From http://www.dairygoatjournal.com/83-6/alice_g_hall/:

Full sibling breedings are a risky form of inbreeding. It's the closest a person can go in inbreeding. It can work if the sire and dam were the products of outcrosses, and sometimes it can even work if they're more inbred. But if inbreeding problems such as lack of stature, fertility, or productivity are to occur, it would be here.


----------



## Sylvie (Feb 18, 2013)

Here's some more of the article :
Edit: the diagrams got left out...

So, if a breeder enjoys working with the unknown and unexpected results, he will enjoy outcrossing. If a breeder would prefer a more definite direction, he would rather use linebreeding. If a breeder knows exactly what he wants, has animals that promise to give that, and if he is willing to cull heavily to retain it, inbreeding might pay for him.

Breeders who enjoy linebreeding and inbreeding can “do all their breeding on paper” before they ever match a doe to a buck. Not only are the results somewhat scientific, they are also artistic.

A complete outcross would look something like this-where “A” is the new or proposed kid, B and C are its parents, and the others are grands and great grands:	

The pedigree of an out-crossed animal between two line-bred parents would look a little bit different.

A nicely linebred animal’s pedigree might look like this:	

A half-brother, half-sister inbreeding might resemble this pedigree if parent B also had the same sire as its dam:	

A sire/daughter or dam/son breeding would result in the following pedigree pattern:	

Full sibling breedings are a risky form of inbreeding. It’s the closest a person can go in inbreeding. It can work if the sire and dam were the products of outcrosses, and sometimes it can even work if they’re more inbred. But if inbreeding problems such as lack of stature, fertility, or productivity are to occur, it would be here:	

All these pedigrees are actual pedigrees of purebred animals. The experience of some breeders who have used the “patterns on paper” program indicate that the most successful breedings are the ones in which the pedigrees show triangular patterns. The half-sibling pedigree shows a good triangle. More triangles become apparent as the pedigree is extended to further generations. Straight-line tie-ins don’t seem to be as satisfactory in inbreeding. No matter what kind of breeding program a person decides to follow, it is wise to remember that genes determine potentials of the offspring, but the environment determines how much of that potential is reached. A kid could be bred for outstanding stature and production, but if his environment doesn’t support him properly, his genetic potential will never be reached.


----------



## Flamey (Mar 28, 2013)

Thanks for all the info


----------



## elchivito (Apr 18, 2010)

I have personal experience with a herd that has been intensively line bred and occasionally inbred for over 50 years by the same owner with one goal: milk production. Depends on what you're after I guess. 
There's a reason why human sibling marriage is illegal in most countries and it's NOT because it's immoral, it's because it's unhealthy. To think that it's not similarly risky with other mammalian species is scientifically unsound and just plain silly.


----------



## nchen7 (Feb 25, 2013)

elchivito said:


> I have personal experience with a herd that has been intensively line bred and occasionally inbred for over 50 years by the same owner with one goal: milk production. Depends on what you're after I guess.
> There's a reason why human sibling marriage is illegal in most countries and it's NOT because it's immoral, it's because it's unhealthy. To think that it's not similarly risky with other mammalian species is scientifically unsound and just plain silly.

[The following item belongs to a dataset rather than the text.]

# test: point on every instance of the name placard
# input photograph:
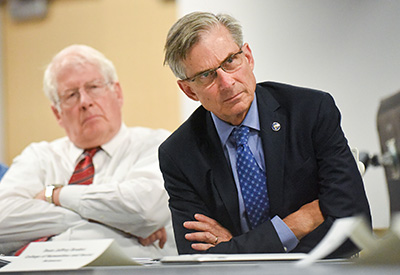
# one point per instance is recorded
(69, 255)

just out of curiousity....what was the result of all the line breeding and inbreeding? any health issues?

breeding siblings is just icky to me...... but that's my personal opinion....


----------



## elchivito (Apr 18, 2010)

nchen7 said:


> just out of curiousity....what was the result of all the line breeding and inbreeding? any health issues?
> 
> breeding siblings is just icky to me...... but that's my personal opinion....


Lots. Congenital arthritis. Touchy guts. Precocious udders. Mysterious failure to thrive, none of it CAE related. Years ago when I bought my first two does out of that herd I only took into account the herd's outstanding milk record. I didn't know any better. For the first couple of years I bred them back to bucks from that herd. When I started seeing these anomalous symptoms in later generations that couldn't be diagnosed by my vet or any vet I had to surmise it was in the pedigree. I couldn't wait to begin outcrossing.


----------



## nchen7 (Feb 25, 2013)

elchivito said:


> Lots. Congenital arthritis. Touchy guts. Precocious udders. Mysterious failure to thrive, none of it CAE related. Years ago when I bought my first two does out of that herd I only took into account the herd's outstanding milk record. I didn't know any better. For the first couple of years I bred them back to bucks from that herd. When I started seeing these anomalous symptoms in later generations that couldn't be diagnosed by my vet or any vet I had to surmise it was in the pedigree. I couldn't wait to begin outcrossing.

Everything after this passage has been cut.